While this study sought to provide evidence to support the valid use of the HLQ in the community-setting, it was limited to the use of the English-language HLQ and to data provided by clients of 8 organisations in one state in Australia. Additionally, while care was taken to select organisations from regions in the state with diverse sociodemographic and geographic characteristics, the healthcare organisations studied were in a sense self-selected in that they all responded positively to invitations to participate. Furthermore, while the organisations recruited for the study were encouraged to collect HLQ data from a sample that was as representative as possible of their target group, with substantial efforts to collect data from the ‘harder-to-reach’ clients, these efforts may not have been fully successful. These study characteristics potentially restrict the generalisability of the results and should be kept in mind by organisations in other regions in Australia and other English-speaking countries who intend to use the HLQ to study their client intakes. In particular, the study may have under-represented respondents with lower health literacy. It is arguable that such under-representation might influence the positive findings of measurement invariance across variables such as respondent education and home language. Accumulated experience with the use of the HLQ with difficult-to-reach client groups should assist in addressing this issue in the future.
Similarly, the present results may not be directly applicable to the use of the HLQ in other languages and cultures. Validity studies of translations of the HLQ are underway in German, Dutch, Czech, French, Spanish and other languages or, for the Danish version, are recently published , thus the process of cross-cultural validation for the use, interpretations and recommendations for action derived from the questionnaire are underway in these other settings.
Additionally, the present study does not address the issue of the sensitivity of the HLQ to change anticipated to derive from health-literacy focussed interventions, nor does it address whether any observed change is reliable and clinically meaningful. Sensitivity studies of this kind require longitudinal data, at least baseline to follow-up, and should include preliminary investigation of the longitudinal invariance of the scales.

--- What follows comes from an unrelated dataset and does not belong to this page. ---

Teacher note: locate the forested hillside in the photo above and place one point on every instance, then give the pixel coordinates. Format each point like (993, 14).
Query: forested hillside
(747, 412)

Finally, the length of the HLQ might be seen as a limitation when used in some settings such as clinical locations. While the HLQ itself consists of 44 items and is typically accompanied by 13 or more sociodemographic and health status questions it was successfully administered in the present study by busy clinicians in the course of their usual clinical work. This suggests that the HLQ is written using words and concepts that respondents find straightforward to understand and can answer quite quickly. As there are 9 scales in the HLQ, the 44 items are necessary to ensure scale reliability while maintaining comprehensive coverage of the multidimensional health literacy concept. While comprehensive coverage of the health literacy construct is required in many studies, some, such as national surveys  and studies seeking to answer questions about select aspects of health, may use only one or more of the scales.